3. The Refusal to Direct Verdict.—The sole question in this regard is whether or not there was substantial testimony tending to support the government’s contention that there was during the years 1909 and 1910 no net depreciation in the intrinsic value of the roadway and structures considered as a unit. It is not highly important to the determination of this question whether the controversy arose on one theory and was tried on another, nor whether the claimed depreciation would have been allowed under the system of bookkeeping employed by the government, had the charges therefor been set up on the railway company’s books. 249 Fed. at page 686, 161 C. C. A. 588.

It appears that defendant arrived at the depreciation charges by estimating the value of the perishable structures as one-third the cost of the road (less equipment and real estate), and then taking 3 per cent, of this one-third value, on the theory that the average life of the various perishable elements was 33% years. Whether or not these depreciation estimates were reasonable was a question for the jury.

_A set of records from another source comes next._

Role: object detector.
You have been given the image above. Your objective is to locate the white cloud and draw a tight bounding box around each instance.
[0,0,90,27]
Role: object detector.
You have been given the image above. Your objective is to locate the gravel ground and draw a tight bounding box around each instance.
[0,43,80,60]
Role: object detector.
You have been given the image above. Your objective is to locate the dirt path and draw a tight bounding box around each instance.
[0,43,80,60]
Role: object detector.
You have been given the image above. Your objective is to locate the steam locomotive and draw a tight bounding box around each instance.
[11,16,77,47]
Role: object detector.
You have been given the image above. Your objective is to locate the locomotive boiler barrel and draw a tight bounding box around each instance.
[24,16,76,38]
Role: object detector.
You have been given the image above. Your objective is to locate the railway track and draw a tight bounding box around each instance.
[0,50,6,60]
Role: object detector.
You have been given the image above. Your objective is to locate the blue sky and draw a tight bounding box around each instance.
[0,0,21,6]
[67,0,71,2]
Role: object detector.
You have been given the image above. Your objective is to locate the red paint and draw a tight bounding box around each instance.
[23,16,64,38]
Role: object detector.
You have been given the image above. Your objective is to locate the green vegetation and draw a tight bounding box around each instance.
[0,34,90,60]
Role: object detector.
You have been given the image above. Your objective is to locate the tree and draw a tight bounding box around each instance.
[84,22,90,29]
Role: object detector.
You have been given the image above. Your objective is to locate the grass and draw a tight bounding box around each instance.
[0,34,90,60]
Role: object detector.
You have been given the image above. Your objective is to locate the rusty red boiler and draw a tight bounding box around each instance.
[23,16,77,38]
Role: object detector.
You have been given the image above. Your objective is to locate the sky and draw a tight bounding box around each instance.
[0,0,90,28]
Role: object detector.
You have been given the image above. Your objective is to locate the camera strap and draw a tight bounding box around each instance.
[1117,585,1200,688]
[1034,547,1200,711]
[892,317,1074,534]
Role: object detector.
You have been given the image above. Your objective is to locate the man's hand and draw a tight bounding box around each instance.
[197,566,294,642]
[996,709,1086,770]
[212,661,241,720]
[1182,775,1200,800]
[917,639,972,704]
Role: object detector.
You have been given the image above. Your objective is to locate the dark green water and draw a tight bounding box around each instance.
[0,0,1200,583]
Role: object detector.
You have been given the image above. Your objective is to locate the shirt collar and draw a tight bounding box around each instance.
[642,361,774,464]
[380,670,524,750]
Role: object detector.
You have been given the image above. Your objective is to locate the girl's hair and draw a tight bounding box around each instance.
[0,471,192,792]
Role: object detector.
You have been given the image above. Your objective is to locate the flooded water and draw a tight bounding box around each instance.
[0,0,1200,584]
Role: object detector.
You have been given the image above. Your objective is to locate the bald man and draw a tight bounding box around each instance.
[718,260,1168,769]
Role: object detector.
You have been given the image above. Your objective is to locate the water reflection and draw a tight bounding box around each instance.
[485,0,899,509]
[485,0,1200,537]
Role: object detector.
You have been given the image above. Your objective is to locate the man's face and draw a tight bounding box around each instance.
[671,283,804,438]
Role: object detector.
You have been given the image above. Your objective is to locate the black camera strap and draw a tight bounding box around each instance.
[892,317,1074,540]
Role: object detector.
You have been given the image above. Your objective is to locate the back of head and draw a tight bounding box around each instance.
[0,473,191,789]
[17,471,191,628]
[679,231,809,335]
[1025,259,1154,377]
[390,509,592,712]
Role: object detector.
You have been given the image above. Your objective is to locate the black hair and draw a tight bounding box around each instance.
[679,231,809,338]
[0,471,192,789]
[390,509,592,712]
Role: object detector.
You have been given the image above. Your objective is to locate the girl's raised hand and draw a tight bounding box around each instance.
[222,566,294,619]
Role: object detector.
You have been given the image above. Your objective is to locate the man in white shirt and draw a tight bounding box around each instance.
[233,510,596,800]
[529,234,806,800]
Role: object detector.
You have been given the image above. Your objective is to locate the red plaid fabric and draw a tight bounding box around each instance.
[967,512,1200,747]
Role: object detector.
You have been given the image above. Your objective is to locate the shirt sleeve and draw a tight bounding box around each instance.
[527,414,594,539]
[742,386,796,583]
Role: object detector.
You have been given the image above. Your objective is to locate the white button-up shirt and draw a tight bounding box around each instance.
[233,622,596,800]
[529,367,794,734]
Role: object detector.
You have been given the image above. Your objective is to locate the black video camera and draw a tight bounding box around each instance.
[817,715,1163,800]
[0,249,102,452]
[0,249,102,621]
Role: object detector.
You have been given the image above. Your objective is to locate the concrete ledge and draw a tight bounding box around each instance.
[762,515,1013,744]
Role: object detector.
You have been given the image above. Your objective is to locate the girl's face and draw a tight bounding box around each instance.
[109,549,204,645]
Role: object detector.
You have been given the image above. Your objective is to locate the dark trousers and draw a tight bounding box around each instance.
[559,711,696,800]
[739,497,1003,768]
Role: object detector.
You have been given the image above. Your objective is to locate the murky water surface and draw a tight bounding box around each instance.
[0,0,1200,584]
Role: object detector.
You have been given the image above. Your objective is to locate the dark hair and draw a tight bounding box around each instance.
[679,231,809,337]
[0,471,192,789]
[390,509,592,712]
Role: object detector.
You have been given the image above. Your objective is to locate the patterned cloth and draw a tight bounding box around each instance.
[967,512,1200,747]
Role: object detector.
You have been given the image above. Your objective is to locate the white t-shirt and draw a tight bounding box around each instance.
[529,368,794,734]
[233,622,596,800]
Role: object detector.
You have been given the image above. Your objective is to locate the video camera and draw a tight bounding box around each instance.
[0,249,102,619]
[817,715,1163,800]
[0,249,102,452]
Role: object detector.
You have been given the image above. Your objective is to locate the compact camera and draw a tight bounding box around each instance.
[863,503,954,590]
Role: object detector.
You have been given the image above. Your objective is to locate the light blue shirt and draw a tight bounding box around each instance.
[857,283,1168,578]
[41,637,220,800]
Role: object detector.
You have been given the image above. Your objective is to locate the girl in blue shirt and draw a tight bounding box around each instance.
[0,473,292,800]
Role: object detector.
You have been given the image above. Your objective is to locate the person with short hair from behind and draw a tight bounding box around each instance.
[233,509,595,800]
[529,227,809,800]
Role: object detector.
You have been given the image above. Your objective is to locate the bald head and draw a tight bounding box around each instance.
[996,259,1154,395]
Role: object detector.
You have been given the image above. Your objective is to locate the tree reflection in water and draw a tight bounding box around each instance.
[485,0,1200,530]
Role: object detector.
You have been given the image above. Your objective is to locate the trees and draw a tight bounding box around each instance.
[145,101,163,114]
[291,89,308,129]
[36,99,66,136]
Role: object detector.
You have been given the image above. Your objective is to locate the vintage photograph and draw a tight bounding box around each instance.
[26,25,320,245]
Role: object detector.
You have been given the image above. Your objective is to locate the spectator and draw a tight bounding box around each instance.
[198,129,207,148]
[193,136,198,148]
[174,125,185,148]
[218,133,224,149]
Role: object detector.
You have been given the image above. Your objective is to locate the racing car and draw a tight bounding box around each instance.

In our opinion there was substantial testimony tending to support the government’s contention. It appeared that there was expended in round numbers for maintenance of way and structures—that is to say, for repairs, renewals and replacements—for the year 1909 of $1,-600,000, and for the year 1910 of $1,554,000, and that no substantial part of these sums was carried in defendant’s accounting as additions and betterments. It was admitted by defendant’s chief engineer that the expenditures for 1909 “kept the road in a normal condition to carry on its business,” that “its normal condition was a good condition,” and that the expenditures “had made good the normal amount of depreciation.” There was testimony by competent witnesses of railway experience that “there may be depreciation in the units comprising the roadway, track, and structures of tire railroad, while there is no depreciation in the machine as a whole”; also that it is possible “to maintain the roadway, track, and structures, so that there will be no depreciation if we consider the roadway, track, and structures as a composite whole”; also that “the service life of any normally operated and normally and well maintained railroad is perpetual, and it is maintained in the condition of property serving its purpose by annual renewals and replacements.”

The testimony, considered as a whole, tended to support the conclusion that the amounts expended by defendant during the years in question for repairs, renewals, and replacements should and would have fully offset the depreciation in the various units, and that the defendant’s railway and ■ structures were, as a whole, maintained throughout the years in question in fully as good condition, and were of fully as great intrinsic value, as at the beginning of the respective yeárs. The jury would have been clearly justified in inferring from the testimony of defendant’s chief engineer, taken as a whole, that the value of the roadway had not depreciated during the two years in question; in other words, that the repairs and renewals that had been made were of such a character as to leave the road at the end of each year of value equal to that at the beginning of the year. That officer’s testimony so impressed the trial judge, who stated his opinion from the evidence that “there is no reasonable deduction for depreciation established.” Defendant did not directly controvert the situation so shown. Its chief, if not its only, reliance seems to have been on the proposition that, in spite of it all, there was inevitable annual depreciation in some of the perishable elements not entirely renewed or replaced, so justifying the contention that for this reason there was depreciation within the meaning of the act, even though the roadway as a whole had not decreased in value. To this argument, as already said, we cannot assent. It follows that the trial judge rightfully refused to instruct verdict for defendant.

Finding no error in.the record, the judgment of the District Court is affirmed.